= Tagadur Ramachandra Rao =

Indian activist (1898–1989)

Tagaduru Ramachandra Rao (1898 - c. 1989) was a veteran freedom fighter and social activist from Karnataka (erstwhile Mysore state), noted as the founder of Swarajya Mandir and Satyagraha Ashram at Tagadur village in Mysore district in 1921.

==Biography==
Ramachandra Rao was born in a Halenadu Karnataka Brahmin family in a place called Tagaduru which is in Nanjangud Taluk of Mysore district. His ancestors were very affluent zamindars, but by the time Ramachandra Rao became a young boy, the family property was reduced considerably.

Ramachandra Rao was a follower of Mahatma Gandhi, deeply influenced by Satyagraha movement. He was called "Father of Political Unrest" in princely Mysore. Ramachandra Rao was arrested for opposing the visit of the Simon Commission to India in 1928 and became the first political prisoner in Mysore State. He was popularly known as Mysore Gandhi.

Ramachandra Rao founded the Khaddar Sahakara Sangha in 1925. Because of his influence and efforts Mahatma Gandhi made his visit to Mysore State in 1932 while, he visited Tagadur and a village nearby-Badanavalu village in Nanjangud Taluk of Mysore district.

Apart from freedom movement, Ramachandra Rao took part in other social and national movements. Some of the movements initiated by him are as follows.

- Cow protection movement in Mysore state
- Anti untouchability movement - made many temples to open their doors to Dalits
- Anti conversion drive in Mysore state against the conversion by missionaries.
- Instrumental in admitting many lower caste people into schools

Ramachandra Rao has written many articles and books. His autobiography "Nanna alilu seve" gives an account of journey of his life.

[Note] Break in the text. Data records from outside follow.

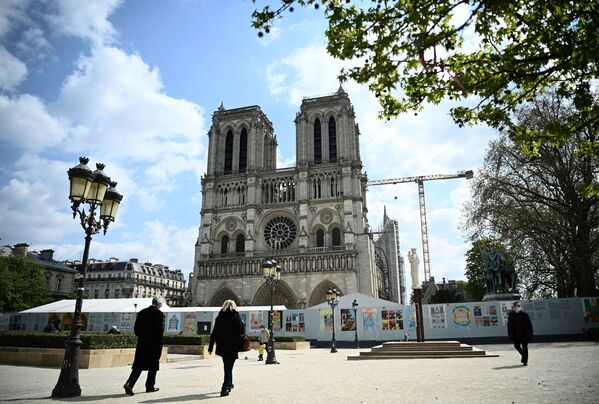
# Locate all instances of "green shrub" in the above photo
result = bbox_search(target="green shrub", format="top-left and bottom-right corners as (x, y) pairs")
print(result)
(0, 331), (137, 349)
(163, 334), (210, 345)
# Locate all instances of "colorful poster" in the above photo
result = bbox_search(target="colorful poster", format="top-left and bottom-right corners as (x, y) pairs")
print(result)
(184, 313), (197, 334)
(250, 311), (264, 331)
(319, 309), (333, 333)
(285, 313), (306, 332)
(166, 313), (181, 333)
(341, 309), (356, 331)
(119, 313), (133, 332)
(583, 297), (599, 323)
(381, 310), (403, 331)
(451, 305), (472, 327)
(429, 304), (447, 328)
(474, 305), (498, 327)
(272, 311), (283, 331)
(362, 308), (376, 331)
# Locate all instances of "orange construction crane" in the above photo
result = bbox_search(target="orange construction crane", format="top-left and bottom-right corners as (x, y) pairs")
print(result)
(366, 170), (474, 281)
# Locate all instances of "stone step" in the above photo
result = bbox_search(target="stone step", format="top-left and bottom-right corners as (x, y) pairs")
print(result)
(372, 345), (472, 352)
(360, 350), (485, 356)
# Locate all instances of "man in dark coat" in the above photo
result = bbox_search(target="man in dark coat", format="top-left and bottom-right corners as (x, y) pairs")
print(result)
(507, 302), (533, 366)
(208, 300), (245, 396)
(123, 297), (164, 396)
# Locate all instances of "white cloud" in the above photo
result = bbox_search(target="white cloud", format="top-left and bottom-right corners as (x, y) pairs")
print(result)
(48, 0), (122, 45)
(0, 94), (69, 151)
(266, 46), (493, 286)
(0, 45), (27, 91)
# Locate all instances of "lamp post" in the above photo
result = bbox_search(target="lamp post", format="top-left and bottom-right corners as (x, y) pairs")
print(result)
(352, 299), (360, 349)
(52, 157), (123, 397)
(327, 288), (341, 353)
(262, 258), (281, 365)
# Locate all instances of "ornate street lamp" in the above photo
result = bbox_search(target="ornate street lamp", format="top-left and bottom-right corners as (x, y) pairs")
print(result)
(52, 157), (123, 397)
(327, 288), (341, 353)
(352, 299), (360, 349)
(262, 258), (281, 365)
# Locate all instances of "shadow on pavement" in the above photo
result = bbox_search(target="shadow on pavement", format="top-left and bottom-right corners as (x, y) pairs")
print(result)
(493, 365), (524, 370)
(54, 392), (127, 403)
(140, 391), (220, 403)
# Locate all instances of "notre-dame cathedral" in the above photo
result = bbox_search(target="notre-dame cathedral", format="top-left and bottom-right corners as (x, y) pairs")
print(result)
(192, 87), (405, 309)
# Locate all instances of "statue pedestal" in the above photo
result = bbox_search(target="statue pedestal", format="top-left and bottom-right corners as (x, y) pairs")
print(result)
(483, 292), (522, 302)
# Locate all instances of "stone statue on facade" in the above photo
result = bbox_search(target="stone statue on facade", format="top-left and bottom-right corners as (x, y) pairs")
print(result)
(408, 248), (420, 289)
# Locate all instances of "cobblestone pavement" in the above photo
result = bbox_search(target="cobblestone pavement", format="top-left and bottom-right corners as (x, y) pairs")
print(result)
(0, 342), (599, 404)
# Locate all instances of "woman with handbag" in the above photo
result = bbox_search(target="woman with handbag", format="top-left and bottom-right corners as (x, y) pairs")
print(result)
(208, 300), (245, 396)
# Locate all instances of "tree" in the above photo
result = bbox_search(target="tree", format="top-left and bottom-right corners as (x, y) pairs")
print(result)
(465, 93), (599, 297)
(428, 289), (461, 304)
(0, 256), (52, 312)
(252, 0), (599, 192)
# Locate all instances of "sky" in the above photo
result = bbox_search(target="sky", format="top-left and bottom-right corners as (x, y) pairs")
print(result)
(0, 0), (496, 287)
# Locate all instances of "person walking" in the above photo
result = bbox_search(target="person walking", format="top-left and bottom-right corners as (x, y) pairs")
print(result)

Although he could have become minister in the Mysore state after the freedom of India he was not attracted by power. He opted for a quiet life with his children and grand children. He lived in Mysore till his death. There is a circle in Vidyaranyapuram in Mysore which is named after him.

In 1983Ramachandra Rao was conferred with the Jamnalal Bajaj Award for Application of Science and Technology for Rural Development. GV Iyer made documentary on Tagaduru Ramachandra Rao during 1980's along with the family members.